100 WAR batting runs is an impressive total. 515 hitters have done it, from Babe Ruth (1430) to Max Bishop (100).
100 WAR fielding runs is also impressive—and even more rare. 73 players have done it, from Brooks Robinson (292) to Terry Pendleton (100).
If you're curious, just 29 players have done both. The only one who is retired and not in the Hall of wWAR is Robin Ventura. Willie Randolph, Keith Hernandez, Buddy Bell, Graig Nettles, Bill Dahlen, and Jack Glasscock are in the Hall of wWAR but not the Hall of Fame.
But let's look at the other side of this. How many players have been worth –100 runs at the plate? 438 players (311 non-pitchers) have done it, from Rube Lutzke (–100) down to Larry Bowa (–320).
Just 16 players have been worth –100 runs in the field, from Jeff Burroughs (–104) to Gary Sheffield (–178). Derek Jeter is second worst with –143. Ouch.

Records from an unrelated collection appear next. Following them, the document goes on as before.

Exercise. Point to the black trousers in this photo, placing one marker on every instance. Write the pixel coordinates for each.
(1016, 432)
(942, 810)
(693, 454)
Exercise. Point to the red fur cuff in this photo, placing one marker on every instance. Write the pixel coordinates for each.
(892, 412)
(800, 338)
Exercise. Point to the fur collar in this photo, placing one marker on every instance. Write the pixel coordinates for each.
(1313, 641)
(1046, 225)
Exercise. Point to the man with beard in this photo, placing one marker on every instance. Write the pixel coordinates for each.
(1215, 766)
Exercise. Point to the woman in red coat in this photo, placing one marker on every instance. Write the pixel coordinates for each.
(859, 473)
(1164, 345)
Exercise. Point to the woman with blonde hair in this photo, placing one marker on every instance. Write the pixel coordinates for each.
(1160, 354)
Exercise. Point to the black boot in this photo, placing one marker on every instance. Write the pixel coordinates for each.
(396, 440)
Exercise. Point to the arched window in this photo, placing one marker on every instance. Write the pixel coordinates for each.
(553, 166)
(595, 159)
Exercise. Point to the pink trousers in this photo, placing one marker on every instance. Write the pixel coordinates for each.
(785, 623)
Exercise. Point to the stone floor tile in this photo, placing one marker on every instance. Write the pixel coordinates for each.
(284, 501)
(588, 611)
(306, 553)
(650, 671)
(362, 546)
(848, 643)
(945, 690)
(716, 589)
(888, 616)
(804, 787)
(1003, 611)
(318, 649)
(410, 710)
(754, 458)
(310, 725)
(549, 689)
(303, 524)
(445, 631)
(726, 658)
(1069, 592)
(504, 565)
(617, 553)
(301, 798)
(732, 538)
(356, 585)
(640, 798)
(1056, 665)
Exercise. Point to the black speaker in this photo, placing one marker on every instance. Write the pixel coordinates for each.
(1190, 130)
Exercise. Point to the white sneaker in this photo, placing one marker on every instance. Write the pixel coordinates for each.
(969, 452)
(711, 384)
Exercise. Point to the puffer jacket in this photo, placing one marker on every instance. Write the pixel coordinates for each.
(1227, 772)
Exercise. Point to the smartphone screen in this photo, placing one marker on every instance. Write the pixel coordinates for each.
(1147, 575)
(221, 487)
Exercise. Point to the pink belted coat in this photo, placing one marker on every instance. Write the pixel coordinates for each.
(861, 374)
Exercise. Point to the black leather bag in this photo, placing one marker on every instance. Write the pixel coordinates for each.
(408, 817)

When you look at a list like this—sixteen absolutely terrible fielders—you assume they must hit a ton. Manny Ramirez (662 batting runs) leads the list. Sheffield, Dick Allen, Frank Howard, Derek Jeter and Bernie Willliams all have 300+.
There are, however, four players on the list who were below average hitters. Each was an infielder, so at least they had some positional value. Ty Wigginton has been worth –8 runs at the plate and –110 in the field. Juan Samuel was worth –11 at the plate and –113 in the field. Ricky Gutierrez was pretty awful (–80 batting runs, –110 fielding runs).
But just one player in Major League history is on both of these "–100 lists". Chris Gomez, a utility man and occasional starter in 16 big league seasons, was worth –119 runs at the plate and –110 in the field. Ouch. Add in –13 on the bases, –6 for double plays, and even –3 for the enigmatic "ROE" stat and you get a player worth –3.6 WAR in 5148 plate appearances.
Chris Gomez: the ultimate futility infielder.